Linley
House - Dickinson Street
Linley House is a
building that you have to make some effort to see
since it is hidden in a sort of courtyard surrounded
by tall buildings. Only by looking down
Dickinson Street from Portland Street (see
above) or down Bloom Street from Princess Street are
you likely to see it. The concrete and steel,
eight storey, curtain wall office building was once
the home to the North West Electricity Board. It
was built in 1963 by H. S. Fairhurst & Son.
In 2010 United
Utilities Property Solutions, the building's owners,
announced that they had completed a £3.5 Million
refurbishment of the building. In May of 2011
floors 2 to 6 of the building were being offered "to
let". The letting agencies said that Cable &
Wireless UK were occupying the first floor and
Electricity North West were using the 7th and 8th
floors. Below you can see the view from Bloom
Street.
The old brick wall, in
the image below, is a remnant of the building that
once stood on this site.
Looking at an aerial
photograph of the site in 1953 reveals that the
present building's connection to United Utilities,
Electricity Northwest and its former connection to the
Northwest Electricity Board makes a great deal of
sense. This enclosed site was at that time
occupied by a large industrial building which turns
out to be the Dickinson Road Power Station. I
have outlined it in red. It was built in 1893
when it was the only power station serving the city
centre.
If you look at the
aerial photograph above you will notice that a bridge
crossed the Rochdale Canal into the power station
site. That bridge is still there as you can see
in the image below.
Access to the bridge was via a small stair tower located in Atwood Street (see below). It is also still there and on it is rusty plaque bearing the letters MCED, which I assume stands for the Manchester Corporation Electricity Department. As you can see from
the map below, a spur of the Rochdale Canal ran
towards Portland Street in those days providing access
to barges bringing coal to the station. If you
click on the link below you can see an image from the
time.
Barges
at
the
Dickinson Street Power Station.
When it opened, the
plant consisted of 7 Lancashire Boilers and 10
vertical steam engines with belt drive
dynamos. Within four years demand had
increased so much that a new boiler house was added
with 10 additional boilers.
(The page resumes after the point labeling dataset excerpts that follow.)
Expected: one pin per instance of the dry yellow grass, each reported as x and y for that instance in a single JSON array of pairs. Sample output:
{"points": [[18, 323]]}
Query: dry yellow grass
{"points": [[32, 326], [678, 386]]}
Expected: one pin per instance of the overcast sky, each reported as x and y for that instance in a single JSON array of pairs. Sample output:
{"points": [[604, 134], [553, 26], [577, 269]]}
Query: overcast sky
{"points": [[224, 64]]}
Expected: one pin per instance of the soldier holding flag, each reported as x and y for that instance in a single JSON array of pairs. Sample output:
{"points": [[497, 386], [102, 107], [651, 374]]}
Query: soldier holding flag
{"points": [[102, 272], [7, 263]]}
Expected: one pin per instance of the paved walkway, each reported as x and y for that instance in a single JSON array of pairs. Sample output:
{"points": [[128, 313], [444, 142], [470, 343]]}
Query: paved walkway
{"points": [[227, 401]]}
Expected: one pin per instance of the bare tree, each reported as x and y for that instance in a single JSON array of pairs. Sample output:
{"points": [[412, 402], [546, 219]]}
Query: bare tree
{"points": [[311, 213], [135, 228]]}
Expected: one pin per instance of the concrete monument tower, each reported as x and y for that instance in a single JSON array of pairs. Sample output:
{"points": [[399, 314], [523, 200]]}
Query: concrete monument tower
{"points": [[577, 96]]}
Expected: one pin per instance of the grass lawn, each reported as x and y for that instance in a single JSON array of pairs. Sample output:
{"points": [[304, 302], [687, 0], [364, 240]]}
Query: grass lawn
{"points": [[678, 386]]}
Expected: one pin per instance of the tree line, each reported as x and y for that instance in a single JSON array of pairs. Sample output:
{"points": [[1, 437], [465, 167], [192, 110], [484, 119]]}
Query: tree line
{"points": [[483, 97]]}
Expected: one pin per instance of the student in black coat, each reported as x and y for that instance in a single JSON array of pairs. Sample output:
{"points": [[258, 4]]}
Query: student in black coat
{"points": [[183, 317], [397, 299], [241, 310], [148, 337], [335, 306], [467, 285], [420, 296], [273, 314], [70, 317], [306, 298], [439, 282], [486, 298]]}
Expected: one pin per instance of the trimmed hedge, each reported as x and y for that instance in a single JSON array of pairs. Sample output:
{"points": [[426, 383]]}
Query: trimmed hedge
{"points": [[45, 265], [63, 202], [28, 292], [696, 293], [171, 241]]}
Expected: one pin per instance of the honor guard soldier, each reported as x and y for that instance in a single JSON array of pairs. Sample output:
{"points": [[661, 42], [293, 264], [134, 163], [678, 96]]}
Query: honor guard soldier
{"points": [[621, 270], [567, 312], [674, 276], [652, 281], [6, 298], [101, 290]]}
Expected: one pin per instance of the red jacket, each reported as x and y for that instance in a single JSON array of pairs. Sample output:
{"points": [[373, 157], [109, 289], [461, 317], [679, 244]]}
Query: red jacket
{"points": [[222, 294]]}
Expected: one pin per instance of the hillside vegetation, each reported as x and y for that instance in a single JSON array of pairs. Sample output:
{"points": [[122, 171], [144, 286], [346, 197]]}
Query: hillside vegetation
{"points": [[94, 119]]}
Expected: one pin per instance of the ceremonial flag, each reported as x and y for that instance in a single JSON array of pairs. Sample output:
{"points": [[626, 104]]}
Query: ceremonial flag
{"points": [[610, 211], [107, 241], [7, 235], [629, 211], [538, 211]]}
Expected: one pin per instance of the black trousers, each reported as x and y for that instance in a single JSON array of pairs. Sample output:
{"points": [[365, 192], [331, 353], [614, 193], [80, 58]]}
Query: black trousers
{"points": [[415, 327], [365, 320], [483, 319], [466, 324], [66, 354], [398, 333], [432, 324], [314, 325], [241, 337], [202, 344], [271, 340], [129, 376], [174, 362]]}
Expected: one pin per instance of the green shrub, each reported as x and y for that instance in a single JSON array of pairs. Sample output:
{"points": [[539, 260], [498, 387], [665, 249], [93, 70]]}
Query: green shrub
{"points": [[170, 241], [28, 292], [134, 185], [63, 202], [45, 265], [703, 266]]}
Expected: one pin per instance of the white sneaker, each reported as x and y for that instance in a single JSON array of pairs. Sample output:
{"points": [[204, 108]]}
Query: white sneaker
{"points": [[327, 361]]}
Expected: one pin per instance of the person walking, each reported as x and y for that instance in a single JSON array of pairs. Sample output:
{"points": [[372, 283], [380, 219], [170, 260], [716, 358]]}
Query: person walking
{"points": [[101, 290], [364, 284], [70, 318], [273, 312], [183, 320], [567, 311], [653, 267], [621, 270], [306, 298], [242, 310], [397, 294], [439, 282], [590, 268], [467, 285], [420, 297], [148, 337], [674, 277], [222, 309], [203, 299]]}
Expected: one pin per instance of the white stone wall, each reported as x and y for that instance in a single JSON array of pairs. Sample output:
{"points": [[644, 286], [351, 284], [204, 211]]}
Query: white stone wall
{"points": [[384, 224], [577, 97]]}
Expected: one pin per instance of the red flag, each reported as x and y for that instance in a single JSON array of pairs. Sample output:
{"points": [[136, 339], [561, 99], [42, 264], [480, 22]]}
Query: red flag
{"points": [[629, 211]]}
Six of the small
generating sets were replaced by two large 2,500
horse-power engines.
When the Dickinson
Power Station started work it served an area of about
half a square mile around the city centre but by the
mid 1890s agreements were drawn up to supply
electricity to a much wider area encompassing
districts like Moss Side, Withington, Levenshulme,
Gorton, Denton, Droylsden, Audenshaw, Heaton Norris,
and Failsworth. To address this increased demand
a second station was built nearby in Bloom
Street. Unlike the Dickinson Street Station,
which was demolished some time between 1953 and 1963,
its neighbour in Bloom Street is still standing,
although no longer generating.
Combined Heat and
Power sites are all the fashion in 2011 but they
aren't a new idea. in 1901 steam pipes ran
from the Dickinson and Bloom Street Stations
taking the exhaust steam away to heat the Refuge
Building, the Palace Theatre and St. Mary's
Hospital. This apparently stopped in 1985
when Bloom Street closed.
Before Linley
House was built, the canal spur that ran beside it
was filled in providing space for the extensive
car parking provision bragged about by the letting
agents. Today you can see evidence of this
branch of the canal. The concrete wall in
the image below, above which the cars are parked,
marks the spot where the canal once branched-off.
Actually if you dig back a bit further you will discover that in the middle of the 19th Century there were two canal spurs running away from the Rochdale Canal. They created a peninsula, as you can see below. So before the power station was built, this peninsula of land was occupied by the Globe Iron Works, a timber yard and the Dickinson Street Cotton Mill.